The First Circuit Court of Appeals ruled that Question 2 would be unconstitutional by limiting the free speech of U.S. corporations with foreign shareholders. Justice Lara Montecalvo wrote, “The prohibition is overly broad, silencing U.S. corporations based on the mere possibility that foreign shareholders might try to influence its decisions on political speech, even where those foreign shareholders may be passive owners that exercise no influence or control over the corporation’s political spending.”
Question 2 prohibited foreign governments and entities with at least 5% foreign government ownership or control from spending money to influence ballot measures or candidate elections.
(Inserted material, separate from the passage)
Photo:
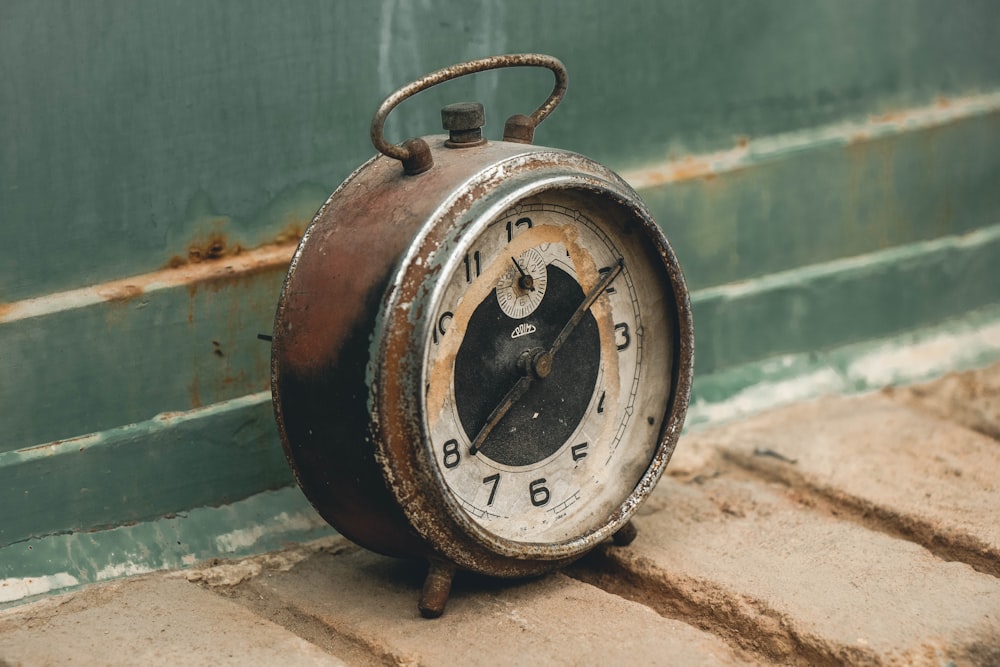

Central Maine Power and Versant—corporations providing utilities in Maine—challenged Question 2 on constitutional grounds. Central Maine Power and Versant were also top donors opposing Question 3 in that same election year, which was rejected by voters. Question 3 would have created a quasi-municipal electric utility and allowed it to purchase and acquire all investor-owned transmission and distribution utilities in Maine, including CMP and Versant. In 2021, Hydro-Québec and Avangrid, the parent company of CMP, funded the campaign against Question 1, which prohibited the construction of electric transmission lines defined as high-impact in the Upper Kennebec Region.
Judges Lara Montecalvo, Jeffrey Howard, and Seth Aframe further wrote, “CMP and Versant were founded in Maine, have operated exclusively there for over a century, and are entirely run by U.S. citizens… [evidence] does not demonstrate why the 5% threshold—as opposed to 100%, or 50%, or any other number—is narrowly tailored to its interests in preventing foreign influence in its elections. … In the face of these examples, the 5% threshold starts to look either like an end-run around Citizens United, aimed at silencing a large swath of corporations merely because they are corporations, or an effort to shape the ongoing debate in Maine about its two primary utility companies by silencing one side—the companies themselves.”
Sen. Rick Bennett (R), a proponent of Question 2, responded to the ruling, saying, “Mainers spoke with one voice: our elections should belong to us, not to corporations owned or influenced by foreign governments whose interests may not align with our own. It is outrageous that, once again, moneyed interests — foreign ones, no less — can continue to dominate our political discourse, drown out local voices, and distort public policy to serve their own agendas. The court’s decision means that entities entirely owned by foreign governments can still spend millions to sway our elections, while Maine voters struggle to be heard.”
Charles Miller, an attorney for the Institute of Free Speech, supported the ruling, saying, “The First Circuit sent a strong message that states cannot use trivial, remote, and vaguely defined ‘foreign influence’ over American corporations to make an end-run around Citizens United.”
The Citizens United v. Federal Election Commission decision, issued by the U.S. Supreme Court in 2010, held that the First Amendment prohibits the government from restricting independent expenditures for political communications by corporations, unions, and other organizations. The ruling struck down previous federal limits on such spending, determining that these limits constituted a restriction on free speech. The Citizens United ruling also impacted ballot measure campaigns by allowing corporations, unions, and other entities to spend unlimited funds independently to support or oppose initiatives.
The ruling on Question 2 wasn’t the only recent ruling in Maine. On July 15, a federal judge ruled that Question 1—a ballot measure that limited campaign contributions to super PACs, which voters approved in 2024—was unconstitutional. U.S. Magistrate Judge Karen Frink Wolf wrote, “The question in this case is whether the Supreme Court’s decision in Citizens United forecloses a state’s ability to limit contributions to political groups making independent expenditures. After Citizens United, there is no valid governmental interest sufficient to justify imposing limits on fundraising by independent-expenditure organizations.”
Ongoing litigation regarding foreign contributions to ballot measure campaigns is also occurring in two additional states: Kansas and Ohio. Across the country, at least 19 states have passed laws prohibiting foreign nationals or governments from contributing to ballot measure committees. Nine states in 2025 have made these changes, a record for the most states enacting such laws in a single year.